'Atraviesen sus filas y pisotéenlos sin piedad. Aplasten a los vivos y deléitense en su terror'.
Hecarim es un coloso blindado que cabalga desde las Islas de la Sombra a la cabeza de una hueste de jinetes espectrales para dar caza a los vivos. Un monstruoso híbrido de hombre y bestia condenado a cabalgar por toda la eternidad, que goza matando y aplastando almas bajo sus cascos de acero.
Nacido en un imperio caído y olvidado hace tiempo, Hecarim ingresó como escudero en una legendaria compañía de jinetes conocida como la Orden de Hierro, una hermandad cuyos miembros habían jurado defender las tierras de su rey. En su seno soportó el entrenamiento más duro que se pueda imaginar, un régimen terrible que lo convirtió en un guerrero formidable.

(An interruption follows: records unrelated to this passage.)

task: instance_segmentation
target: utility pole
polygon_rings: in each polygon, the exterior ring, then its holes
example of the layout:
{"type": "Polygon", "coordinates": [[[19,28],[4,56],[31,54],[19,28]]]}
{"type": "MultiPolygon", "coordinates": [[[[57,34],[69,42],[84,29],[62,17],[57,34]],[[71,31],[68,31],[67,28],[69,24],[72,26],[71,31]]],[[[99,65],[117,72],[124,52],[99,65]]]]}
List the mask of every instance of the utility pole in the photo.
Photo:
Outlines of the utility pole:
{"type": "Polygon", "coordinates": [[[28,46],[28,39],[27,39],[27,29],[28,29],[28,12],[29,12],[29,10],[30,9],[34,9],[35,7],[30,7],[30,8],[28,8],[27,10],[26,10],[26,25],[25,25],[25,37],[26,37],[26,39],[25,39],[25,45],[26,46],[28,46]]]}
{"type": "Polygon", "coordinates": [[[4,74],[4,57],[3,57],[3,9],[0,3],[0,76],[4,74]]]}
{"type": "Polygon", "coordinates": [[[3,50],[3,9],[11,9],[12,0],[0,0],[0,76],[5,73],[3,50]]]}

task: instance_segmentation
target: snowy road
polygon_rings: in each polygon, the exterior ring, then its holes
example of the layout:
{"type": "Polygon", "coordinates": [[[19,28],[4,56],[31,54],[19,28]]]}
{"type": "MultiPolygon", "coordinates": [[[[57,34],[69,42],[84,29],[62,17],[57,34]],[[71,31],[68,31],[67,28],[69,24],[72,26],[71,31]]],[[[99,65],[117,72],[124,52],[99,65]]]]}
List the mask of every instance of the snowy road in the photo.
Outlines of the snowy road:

En su paso a la adultez, Hecarim logró dominar con facilidad todas las formas de combate y las estratagemas de la guerra. Tras ver la facilidad con la que superaba a todos los demás escuderos, el caballero comandante de la Orden de Hierro se dio cuenta de la grandeza que albergaba el joven en su interior y lo reconoció como un posible sucesor. Pero a medida que pasaban los años y Hecarim acumulaba una victoria tras otra a lomos de su poderoso corcel, el caballero comandante comenzó a vislumbrar una oscuridad cada vez más grande en el corazón de su lugarteniente. La sed de sangre y la obsesiva hambre de victoria de Hecarim estaban erosionando su sentido del honor y, al comprenderlo, el caballero comandante se dio cuenta de que el joven caballero no debía convertirse en señor de la Orden de Hierro. Lo convocó a sus aposentos privados para comunicarle que no sería su sucesor, y Hecarim, aunque enfurecido por la noticia, se tragó toda su rabia y continuó con sus deberes.
Llegó una nueva guerra y, en el transcurso de una batalla en la que participaba la Orden, el caballero comandante se encontró rodeado de enemigos y separado de sus hermanos. Solo Hecarim podía acudir a auxiliarlo, pero en un momento de rencor, decidió volver la grupa y dejar morir a su comandante. Al finalizar la batalla, los caballeros supervivientes, ajenos a lo que había hecho su vengativo hermano, se arrodillaron sobre la tierra ensangrentada y juraron servirlo como señor.
Hecarim cabalgó hasta la capital, donde se reunió con Kalista, la generala del rey. Kalista se dio cuenta de que se encontraba ante un hombre excepcional y por ello, cuando la esposa del rey cayó herida por la hoja envenenada de un asesino, encomendó a la Orden de Hierro que permaneciera junto al monarca mientras ella partía en busca de una cura. Hecarim aceptó, pero el hecho de que le asignaran una tarea que él consideraba insignificante plantó en su interior la semilla del resentimiento.
Permaneció junto al monarca mientras este se sumía en una locura inducida por el pesar. Presa de la paranoia y enfurecido con aquellos que querían separarlo de su agonizante esposa, el rey envió la Orden de Hierro por todo el reino a sofocar revueltas que solo él veía. Hecarim dirigió la Orden de Hierro en una serie de sanguinarias operaciones de represión, que le granjearon fama de implacable ejecutor de la voluntad del rey. Ardieron ciudades enteras y la Orden de Hierro pasó por la espada a centenares de personas. El reino estaba sumido en la oscuridad y, a la muerte de la reina, Hecarim comenzó a tejer un velo de falsedades alrededor del rey. Le dijo que había descubierto la verdad sobre el asesinato y solicitó su permiso para invadir otros países con la Orden de Hierro, con la única intención de alimentar más su siniestra fama.
Pero antes de que partiera, Kalista regresó de su misión. Había encontrado una cura para la enfermedad de la reina en las legendarias Islas Bendecidas, pero había llegado demasiado tarde para salvarla. Horrorizada al ver lo que había sido del reino, la generala se negó a contar lo que había descubierto y fue encarcelada por su desafío. Hecarim, viendo una oportunidad de aumentar aún más su influencia, decidió visitarla en su celda. Tras prometerle que haría lo que pudiera por contener la furia del rey, logró convencerla de que le contara lo que sabía. De este modo, y aunque de mala gana, Kalista accedió a guiar la flota del rey a través de los encantamientos que protegían y ocultaban las Islas Bendecidas.